- Interactive map of Tân Vĩnh Lộc
- Coordinates: 10°47′15″N 106°34′05″E﻿ / ﻿10.78750°N 106.56806°E
- Country: Vietnam
- Municipality: Ho Chi Minh City
- Established: June 16, 2025

Area
- • Total: 13.15 sq mi (34.05 km^{2})

Population (2024)
- • Total: 163,839
- • Density: 12,460/sq mi (4,812/km^{2})
- Time zone: UTC+07:00 (Indochina Time)
- Administrative code: 27604

= Tân Vĩnh Lộc =

Tân Vĩnh Lộc (Vietnamese: Xã Tân Vĩnh Lộc) is a commune of Ho Chi Minh City, Vietnam.

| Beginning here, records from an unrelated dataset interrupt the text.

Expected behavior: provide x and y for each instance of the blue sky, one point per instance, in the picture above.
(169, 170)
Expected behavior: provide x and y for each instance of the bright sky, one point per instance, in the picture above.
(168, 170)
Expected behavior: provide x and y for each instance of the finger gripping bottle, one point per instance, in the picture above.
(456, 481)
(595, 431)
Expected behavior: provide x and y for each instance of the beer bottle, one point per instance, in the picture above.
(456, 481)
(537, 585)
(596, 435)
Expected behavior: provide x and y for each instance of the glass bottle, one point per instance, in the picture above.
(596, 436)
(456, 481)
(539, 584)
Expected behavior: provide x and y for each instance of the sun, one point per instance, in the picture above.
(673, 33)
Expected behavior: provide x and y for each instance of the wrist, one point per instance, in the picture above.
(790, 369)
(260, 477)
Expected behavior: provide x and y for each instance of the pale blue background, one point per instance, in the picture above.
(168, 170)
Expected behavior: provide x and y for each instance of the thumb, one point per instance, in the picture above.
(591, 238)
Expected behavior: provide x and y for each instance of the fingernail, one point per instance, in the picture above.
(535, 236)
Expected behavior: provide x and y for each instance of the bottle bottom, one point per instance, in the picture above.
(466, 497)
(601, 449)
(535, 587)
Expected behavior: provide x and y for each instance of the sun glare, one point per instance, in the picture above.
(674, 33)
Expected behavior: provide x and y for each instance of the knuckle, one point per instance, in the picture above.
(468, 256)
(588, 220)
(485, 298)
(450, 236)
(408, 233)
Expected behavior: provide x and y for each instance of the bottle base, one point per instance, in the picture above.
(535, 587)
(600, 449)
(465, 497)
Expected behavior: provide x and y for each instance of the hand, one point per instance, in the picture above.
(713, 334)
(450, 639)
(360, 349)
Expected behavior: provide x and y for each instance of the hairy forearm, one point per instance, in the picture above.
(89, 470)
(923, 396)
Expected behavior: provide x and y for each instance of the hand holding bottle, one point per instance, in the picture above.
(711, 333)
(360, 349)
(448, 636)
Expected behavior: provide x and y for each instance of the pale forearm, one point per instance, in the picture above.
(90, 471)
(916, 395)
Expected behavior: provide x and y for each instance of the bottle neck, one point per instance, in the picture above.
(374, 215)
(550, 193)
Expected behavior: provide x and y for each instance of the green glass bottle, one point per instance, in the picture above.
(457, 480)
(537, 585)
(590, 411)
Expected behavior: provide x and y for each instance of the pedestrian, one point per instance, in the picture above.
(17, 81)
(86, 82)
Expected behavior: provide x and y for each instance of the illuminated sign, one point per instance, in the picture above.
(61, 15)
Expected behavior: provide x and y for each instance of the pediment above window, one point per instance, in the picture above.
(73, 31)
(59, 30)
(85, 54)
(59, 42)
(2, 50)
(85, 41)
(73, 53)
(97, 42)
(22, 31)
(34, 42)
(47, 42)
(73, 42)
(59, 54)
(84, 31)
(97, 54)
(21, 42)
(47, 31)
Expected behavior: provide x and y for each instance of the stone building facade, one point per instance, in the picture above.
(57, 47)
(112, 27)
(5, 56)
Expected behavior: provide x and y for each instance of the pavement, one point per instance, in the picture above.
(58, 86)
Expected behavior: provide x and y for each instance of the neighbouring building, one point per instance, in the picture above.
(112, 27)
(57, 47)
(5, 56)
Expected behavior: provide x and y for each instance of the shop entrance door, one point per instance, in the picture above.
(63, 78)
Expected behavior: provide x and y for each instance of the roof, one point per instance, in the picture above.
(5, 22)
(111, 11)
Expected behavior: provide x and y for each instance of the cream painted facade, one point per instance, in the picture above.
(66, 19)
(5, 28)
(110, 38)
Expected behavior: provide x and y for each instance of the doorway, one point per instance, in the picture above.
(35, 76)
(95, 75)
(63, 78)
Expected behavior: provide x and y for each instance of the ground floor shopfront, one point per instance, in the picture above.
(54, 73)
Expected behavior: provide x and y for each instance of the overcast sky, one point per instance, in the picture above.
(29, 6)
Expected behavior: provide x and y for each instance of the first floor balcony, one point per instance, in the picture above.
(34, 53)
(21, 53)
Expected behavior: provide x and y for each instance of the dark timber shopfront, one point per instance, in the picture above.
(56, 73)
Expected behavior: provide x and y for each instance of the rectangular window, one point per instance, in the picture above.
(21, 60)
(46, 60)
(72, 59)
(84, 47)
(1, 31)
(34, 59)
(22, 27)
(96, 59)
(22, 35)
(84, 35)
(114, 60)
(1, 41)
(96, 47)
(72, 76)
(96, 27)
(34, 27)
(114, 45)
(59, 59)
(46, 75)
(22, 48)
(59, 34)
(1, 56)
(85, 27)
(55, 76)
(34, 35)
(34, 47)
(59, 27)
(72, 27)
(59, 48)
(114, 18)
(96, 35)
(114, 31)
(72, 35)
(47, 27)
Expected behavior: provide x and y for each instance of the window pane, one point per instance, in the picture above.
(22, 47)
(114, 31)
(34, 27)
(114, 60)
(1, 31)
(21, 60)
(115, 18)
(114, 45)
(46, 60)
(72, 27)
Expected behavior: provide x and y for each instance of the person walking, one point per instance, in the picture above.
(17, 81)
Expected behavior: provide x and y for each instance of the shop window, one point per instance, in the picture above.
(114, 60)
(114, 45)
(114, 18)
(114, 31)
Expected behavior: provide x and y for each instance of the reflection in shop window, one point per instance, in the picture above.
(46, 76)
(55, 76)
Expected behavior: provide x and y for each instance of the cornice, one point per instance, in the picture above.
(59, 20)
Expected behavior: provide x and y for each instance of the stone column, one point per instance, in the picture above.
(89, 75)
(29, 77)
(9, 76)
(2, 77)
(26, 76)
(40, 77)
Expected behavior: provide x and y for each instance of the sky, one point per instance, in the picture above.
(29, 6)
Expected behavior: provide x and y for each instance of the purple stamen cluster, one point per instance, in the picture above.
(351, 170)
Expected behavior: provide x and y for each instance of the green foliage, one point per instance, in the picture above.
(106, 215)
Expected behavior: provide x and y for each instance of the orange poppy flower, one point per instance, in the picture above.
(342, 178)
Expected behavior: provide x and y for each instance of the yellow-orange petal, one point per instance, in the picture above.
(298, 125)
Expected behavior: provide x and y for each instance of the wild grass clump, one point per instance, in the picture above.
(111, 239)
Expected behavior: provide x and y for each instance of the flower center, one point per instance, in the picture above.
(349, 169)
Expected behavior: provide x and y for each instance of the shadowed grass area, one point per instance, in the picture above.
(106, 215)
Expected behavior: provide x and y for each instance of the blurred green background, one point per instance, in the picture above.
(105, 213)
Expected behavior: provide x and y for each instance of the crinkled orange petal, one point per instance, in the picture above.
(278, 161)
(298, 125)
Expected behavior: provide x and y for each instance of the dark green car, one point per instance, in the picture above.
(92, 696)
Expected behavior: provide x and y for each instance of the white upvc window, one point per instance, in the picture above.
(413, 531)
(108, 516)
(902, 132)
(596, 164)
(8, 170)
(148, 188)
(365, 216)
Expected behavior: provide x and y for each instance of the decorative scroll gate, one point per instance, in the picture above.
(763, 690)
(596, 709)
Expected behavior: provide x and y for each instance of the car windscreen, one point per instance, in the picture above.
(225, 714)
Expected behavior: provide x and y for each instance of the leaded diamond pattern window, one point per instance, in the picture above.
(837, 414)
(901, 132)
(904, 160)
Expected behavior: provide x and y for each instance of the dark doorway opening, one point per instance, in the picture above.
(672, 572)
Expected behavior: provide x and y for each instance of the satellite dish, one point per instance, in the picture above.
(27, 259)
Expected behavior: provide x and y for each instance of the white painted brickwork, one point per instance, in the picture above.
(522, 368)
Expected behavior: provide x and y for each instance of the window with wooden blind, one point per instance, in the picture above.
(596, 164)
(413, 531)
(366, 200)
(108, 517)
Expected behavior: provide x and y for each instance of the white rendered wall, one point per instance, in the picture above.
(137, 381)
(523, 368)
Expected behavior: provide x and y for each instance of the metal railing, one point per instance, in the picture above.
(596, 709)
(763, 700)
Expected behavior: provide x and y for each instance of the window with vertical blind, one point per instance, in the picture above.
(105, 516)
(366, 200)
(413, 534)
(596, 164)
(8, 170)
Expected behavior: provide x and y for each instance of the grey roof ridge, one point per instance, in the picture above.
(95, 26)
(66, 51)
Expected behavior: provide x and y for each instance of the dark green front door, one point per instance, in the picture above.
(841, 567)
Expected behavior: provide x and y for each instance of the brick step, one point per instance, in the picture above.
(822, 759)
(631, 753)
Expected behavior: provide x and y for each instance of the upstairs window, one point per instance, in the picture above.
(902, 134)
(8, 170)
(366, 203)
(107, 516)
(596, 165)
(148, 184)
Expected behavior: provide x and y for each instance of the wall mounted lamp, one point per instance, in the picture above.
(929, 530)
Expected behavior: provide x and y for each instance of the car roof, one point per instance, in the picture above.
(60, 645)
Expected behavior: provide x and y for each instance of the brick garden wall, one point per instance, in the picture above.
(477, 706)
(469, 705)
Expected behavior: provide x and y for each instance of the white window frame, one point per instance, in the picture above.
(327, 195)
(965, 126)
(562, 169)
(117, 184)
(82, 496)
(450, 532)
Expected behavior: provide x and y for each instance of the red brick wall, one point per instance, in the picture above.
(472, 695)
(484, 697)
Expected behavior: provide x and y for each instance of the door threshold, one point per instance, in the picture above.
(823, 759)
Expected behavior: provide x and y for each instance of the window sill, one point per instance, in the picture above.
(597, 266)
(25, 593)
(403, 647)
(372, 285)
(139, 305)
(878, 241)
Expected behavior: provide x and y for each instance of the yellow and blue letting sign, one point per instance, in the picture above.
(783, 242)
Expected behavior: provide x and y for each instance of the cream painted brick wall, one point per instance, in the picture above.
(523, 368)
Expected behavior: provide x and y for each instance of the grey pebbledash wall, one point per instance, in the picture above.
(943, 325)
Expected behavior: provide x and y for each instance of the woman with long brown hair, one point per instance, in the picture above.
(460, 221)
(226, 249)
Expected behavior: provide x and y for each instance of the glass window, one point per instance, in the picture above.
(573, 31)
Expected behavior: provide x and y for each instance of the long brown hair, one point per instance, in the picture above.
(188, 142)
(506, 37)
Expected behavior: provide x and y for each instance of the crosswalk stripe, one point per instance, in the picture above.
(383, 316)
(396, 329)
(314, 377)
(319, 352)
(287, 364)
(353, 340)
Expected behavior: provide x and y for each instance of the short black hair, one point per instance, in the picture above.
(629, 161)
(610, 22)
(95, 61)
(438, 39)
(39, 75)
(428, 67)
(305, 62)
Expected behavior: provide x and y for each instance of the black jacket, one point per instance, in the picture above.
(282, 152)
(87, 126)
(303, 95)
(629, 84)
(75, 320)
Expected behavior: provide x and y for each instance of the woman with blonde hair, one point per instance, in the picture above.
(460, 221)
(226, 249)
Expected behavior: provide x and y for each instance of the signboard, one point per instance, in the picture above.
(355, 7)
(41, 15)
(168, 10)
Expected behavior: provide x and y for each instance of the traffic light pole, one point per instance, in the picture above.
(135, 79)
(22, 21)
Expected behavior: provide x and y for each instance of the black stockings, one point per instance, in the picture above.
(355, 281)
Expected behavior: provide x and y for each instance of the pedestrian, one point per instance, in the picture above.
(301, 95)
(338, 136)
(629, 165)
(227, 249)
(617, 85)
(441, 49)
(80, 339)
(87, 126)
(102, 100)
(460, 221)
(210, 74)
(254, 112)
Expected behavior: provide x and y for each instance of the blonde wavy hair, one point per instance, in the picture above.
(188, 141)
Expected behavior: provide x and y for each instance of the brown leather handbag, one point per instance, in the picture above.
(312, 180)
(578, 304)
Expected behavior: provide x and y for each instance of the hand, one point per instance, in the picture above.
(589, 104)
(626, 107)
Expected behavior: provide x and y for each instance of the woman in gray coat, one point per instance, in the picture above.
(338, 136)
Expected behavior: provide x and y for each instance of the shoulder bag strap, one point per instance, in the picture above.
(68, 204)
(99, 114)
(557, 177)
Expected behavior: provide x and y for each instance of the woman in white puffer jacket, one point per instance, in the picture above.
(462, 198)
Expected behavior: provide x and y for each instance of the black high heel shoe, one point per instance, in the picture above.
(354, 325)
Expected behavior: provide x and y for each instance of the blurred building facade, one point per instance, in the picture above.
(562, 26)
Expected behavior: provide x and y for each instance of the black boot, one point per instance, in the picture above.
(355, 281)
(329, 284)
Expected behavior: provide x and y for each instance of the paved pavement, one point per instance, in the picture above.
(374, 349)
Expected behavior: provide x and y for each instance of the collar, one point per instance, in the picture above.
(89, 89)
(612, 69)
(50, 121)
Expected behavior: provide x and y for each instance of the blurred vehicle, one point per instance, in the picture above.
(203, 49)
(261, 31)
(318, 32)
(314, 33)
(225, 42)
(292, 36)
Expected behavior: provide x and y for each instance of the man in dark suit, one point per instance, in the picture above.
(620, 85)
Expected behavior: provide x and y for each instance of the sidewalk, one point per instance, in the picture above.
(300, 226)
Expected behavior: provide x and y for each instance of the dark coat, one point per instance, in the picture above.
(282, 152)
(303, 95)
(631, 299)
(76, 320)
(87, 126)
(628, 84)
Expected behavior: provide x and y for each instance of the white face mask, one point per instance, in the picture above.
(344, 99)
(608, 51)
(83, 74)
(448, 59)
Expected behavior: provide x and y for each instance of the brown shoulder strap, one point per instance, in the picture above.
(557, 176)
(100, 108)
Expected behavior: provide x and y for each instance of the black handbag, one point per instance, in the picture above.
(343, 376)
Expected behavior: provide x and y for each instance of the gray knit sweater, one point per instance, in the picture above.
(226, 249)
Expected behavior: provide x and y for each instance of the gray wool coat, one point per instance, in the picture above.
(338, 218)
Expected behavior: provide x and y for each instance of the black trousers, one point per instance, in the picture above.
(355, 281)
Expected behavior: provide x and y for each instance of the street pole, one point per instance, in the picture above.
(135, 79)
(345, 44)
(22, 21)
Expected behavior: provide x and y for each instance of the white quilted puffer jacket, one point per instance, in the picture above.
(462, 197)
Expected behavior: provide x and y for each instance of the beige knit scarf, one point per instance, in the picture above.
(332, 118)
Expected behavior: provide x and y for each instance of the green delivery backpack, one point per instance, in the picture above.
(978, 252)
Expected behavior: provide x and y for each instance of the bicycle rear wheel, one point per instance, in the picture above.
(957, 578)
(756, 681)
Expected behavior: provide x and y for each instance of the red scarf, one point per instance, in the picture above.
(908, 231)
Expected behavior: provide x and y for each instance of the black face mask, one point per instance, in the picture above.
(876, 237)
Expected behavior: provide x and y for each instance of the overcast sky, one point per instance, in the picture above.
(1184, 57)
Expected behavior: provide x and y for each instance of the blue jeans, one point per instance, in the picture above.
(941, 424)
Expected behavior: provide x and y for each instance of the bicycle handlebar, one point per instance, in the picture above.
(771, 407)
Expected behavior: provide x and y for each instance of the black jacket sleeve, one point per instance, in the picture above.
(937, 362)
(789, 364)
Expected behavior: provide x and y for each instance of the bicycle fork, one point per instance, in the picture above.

It is one of the 168 new wards, communes and special zones of the city following the reorganization in 2025.

==History==
On June 16, 2025, the National Assembly Standing Committee issued Resolution No. 1685/NQ-UBTVQH15 on the arrangement of commune-level administrative units of Ho Chi Minh City in 2025 (effective from June 16, 2025). Accordingly, the entire land area and population of Vĩnh Lộc B commune, part of Phạm Văn Hai commune of the former Bình Chánh district and a small portion of Tân Tạo ward of the former Bình Tân district will be integrated into a new commune named Tân Vĩnh Lộc (Clause 114, Article 1).